Research: nomadic herders

Impacts of nomadic grazing patterns
Researchers: Dr. Clyde Goulden

During the five years of the GEF project, a social anthropologist met two or three times each summer with each of the herder families around Lake Hövsgöl and our work expands this effort. We are continuing to monitor nomad movements, livestock numbers and behavior, and interview families about their livelihoods. Forty to fifty families migrate throughout the valleys on the east side of Lake Hövsgöl, moving their livestock herds to the lower valleys near the lake during the summer, and then moving up the valleys into the warmer (due to thermal inversions) mountainous watershed in the colder months.

Herder interviews consist of obtaining information about numbers and type of livestock, timing and location of seasonal movements throughout the ILTER research valleys, and understanding expenditures and income from selling products. A rider follows one herd's movements each day - tracking with GPS, defining the speed and width of grazing herd, and estimate the total area covered each day. Each herd is followed for a minimum of three days per summer.
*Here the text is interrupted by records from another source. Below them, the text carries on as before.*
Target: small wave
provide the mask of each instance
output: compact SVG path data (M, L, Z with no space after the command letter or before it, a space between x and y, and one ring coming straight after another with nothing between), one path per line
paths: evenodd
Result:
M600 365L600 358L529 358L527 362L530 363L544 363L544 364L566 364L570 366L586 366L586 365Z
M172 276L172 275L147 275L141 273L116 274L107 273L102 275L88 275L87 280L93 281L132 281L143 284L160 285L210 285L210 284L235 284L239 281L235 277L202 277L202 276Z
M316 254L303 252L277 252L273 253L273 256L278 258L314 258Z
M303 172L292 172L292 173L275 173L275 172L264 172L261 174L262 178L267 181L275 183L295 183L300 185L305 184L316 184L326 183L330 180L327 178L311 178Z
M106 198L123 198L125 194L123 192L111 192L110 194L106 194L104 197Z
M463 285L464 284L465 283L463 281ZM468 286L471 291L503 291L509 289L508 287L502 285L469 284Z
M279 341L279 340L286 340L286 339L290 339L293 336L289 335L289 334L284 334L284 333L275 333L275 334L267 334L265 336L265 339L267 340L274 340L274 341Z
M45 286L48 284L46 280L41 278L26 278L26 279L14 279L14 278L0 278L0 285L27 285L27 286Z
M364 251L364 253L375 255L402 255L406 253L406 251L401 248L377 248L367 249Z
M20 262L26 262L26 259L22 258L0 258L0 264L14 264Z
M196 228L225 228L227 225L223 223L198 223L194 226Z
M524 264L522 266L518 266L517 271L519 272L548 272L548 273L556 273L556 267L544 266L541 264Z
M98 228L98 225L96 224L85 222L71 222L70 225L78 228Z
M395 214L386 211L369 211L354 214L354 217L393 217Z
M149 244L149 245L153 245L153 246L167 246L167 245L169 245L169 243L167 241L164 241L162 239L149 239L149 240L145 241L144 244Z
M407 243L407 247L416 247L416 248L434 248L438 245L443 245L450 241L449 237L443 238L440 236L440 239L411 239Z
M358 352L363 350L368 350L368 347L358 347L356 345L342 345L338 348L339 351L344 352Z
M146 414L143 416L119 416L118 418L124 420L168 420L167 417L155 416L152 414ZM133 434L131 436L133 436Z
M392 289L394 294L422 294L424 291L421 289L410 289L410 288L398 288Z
Because of evidence that the combined effects of nomadic pastoralism and climate change have had a substantial impact on plant cover and productivity, causing degradation of pastures for the nomad's livestock, one goal is to encourage the herders to develop sustainable practices in the context of climate change. As part of this effort, the GEF project published a "Herder Handbook" in Mongolian to inform herders of northern Mongolia of these problems (English version). Our questionnaires follow up on the effectiveness of the Herder Handbook in encouraging sustainable practices.